Problem #2: Decision fatigue

A similar issue happens when clients get conflicting advice from several different sources and then have no idea which option to choose. Decision fatigue is stressful, and it can make it harder for clients to move forward in any direction — even the one you suggest.

Problem #3: Lack of trust

Finally, clients who get advice from many other sources may start to distrust you. This is especially common if they are getting tips from a close friend or family member. They might start to wonder if they can really trust you (a comparative stranger) over their parent, sibling, or best friend.

The Solution to Unsolicited Financial Advice

As you can see, when a client gets advice elsewhere, it can cause some challenges. How should you react when they come to a meeting wanting to change their plan because of what someone else said?

There’s a right and a wrong way to disagree with a client. The wrong approach is to dismiss the advice out of hand or imply that whoever they got it from is an unreliable source of advice. (That might be true, but you can’t say it.) 

Instead, take the time to listen to your client. Let them get their thoughts out in the open. Once they do, it’s easier to start discussing them in good faith. You’ll build your client’s trust and remind them that you’re a safe person who truly wants what’s best for them.

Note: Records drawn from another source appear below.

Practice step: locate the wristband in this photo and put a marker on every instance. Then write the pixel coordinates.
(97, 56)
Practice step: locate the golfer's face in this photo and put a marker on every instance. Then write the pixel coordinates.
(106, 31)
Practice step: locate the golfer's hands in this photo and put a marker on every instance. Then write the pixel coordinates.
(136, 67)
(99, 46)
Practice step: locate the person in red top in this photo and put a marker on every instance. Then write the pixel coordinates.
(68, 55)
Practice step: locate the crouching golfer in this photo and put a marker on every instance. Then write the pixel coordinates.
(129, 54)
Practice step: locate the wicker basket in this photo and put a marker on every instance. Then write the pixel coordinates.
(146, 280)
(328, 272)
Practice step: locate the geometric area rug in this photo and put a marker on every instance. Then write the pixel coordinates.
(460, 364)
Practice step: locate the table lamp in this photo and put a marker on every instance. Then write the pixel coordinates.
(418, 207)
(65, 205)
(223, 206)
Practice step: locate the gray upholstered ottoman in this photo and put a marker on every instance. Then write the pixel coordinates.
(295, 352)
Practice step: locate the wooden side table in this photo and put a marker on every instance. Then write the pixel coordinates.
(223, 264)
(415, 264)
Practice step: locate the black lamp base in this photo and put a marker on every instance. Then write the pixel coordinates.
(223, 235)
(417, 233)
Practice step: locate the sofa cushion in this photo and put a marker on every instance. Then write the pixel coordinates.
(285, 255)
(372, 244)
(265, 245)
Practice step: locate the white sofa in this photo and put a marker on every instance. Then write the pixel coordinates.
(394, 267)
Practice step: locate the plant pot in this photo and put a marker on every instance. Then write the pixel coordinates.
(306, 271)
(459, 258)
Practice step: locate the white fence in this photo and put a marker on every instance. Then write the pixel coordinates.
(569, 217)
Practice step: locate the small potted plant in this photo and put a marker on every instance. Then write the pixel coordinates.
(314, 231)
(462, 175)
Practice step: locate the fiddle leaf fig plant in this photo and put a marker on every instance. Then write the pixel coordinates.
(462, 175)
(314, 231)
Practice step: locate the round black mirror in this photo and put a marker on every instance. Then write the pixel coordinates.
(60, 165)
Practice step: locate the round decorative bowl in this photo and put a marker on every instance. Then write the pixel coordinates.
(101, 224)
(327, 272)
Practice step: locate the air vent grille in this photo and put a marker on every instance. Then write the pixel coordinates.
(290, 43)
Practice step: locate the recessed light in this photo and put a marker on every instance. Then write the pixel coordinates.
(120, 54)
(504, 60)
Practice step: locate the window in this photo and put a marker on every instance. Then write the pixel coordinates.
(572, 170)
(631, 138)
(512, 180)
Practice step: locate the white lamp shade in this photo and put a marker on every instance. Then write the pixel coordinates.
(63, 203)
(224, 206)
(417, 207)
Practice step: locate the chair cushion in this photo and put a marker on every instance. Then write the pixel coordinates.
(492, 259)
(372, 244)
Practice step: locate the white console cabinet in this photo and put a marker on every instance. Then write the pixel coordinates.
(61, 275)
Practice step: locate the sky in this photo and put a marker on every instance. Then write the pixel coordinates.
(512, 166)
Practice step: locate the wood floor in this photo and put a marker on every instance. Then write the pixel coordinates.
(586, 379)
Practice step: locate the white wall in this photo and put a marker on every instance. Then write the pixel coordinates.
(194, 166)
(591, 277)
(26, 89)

Then, try to look for the underlying source of their concerns or fears. For example, do they want to follow their grandpa’s advice to buy gold because they’re worried about the market? 

That’s a legitimate concern and one you can discuss with them. If they’re feeling anxious about the investment plan they have, maybe you can adjust it slightly to include more low-risk options.

Finally, you can go ahead and make some projections to show the client what might happen if they go with their new idea. Show them how it would impact the plans they already have in place and the potential good and bad consequences. Remind them that changing a financial plan often delays progress, so it might be even longer before they see results.

In many cases, just having an open conversation can help calm your client’s fears and remind them that staying with the original plan is the best option. But even if they do decide to go a different route, you’ll have proven they can trust you. And you’ll probably have the chance to help them get the best results from this new direction.

Patient Communication is Always the Answer

What’s the best way to respond to a client who wants to change their financial plan because of something a parent or friend said? How should you react when a client disagrees with you because your advice conflicts with whatever they heard in a podcast last week?

It’s a frustrating situation, but the first step is to stay calm. In most cases, clients aren’t trying to hurt you — they’re just trying to figure out how to make sense of all the information coming their way. 

Be patient, and encourage them to talk about these things. An open conversation gives you the chance to gently remind them of their original goals and reiterate how the plans you made together support those goals.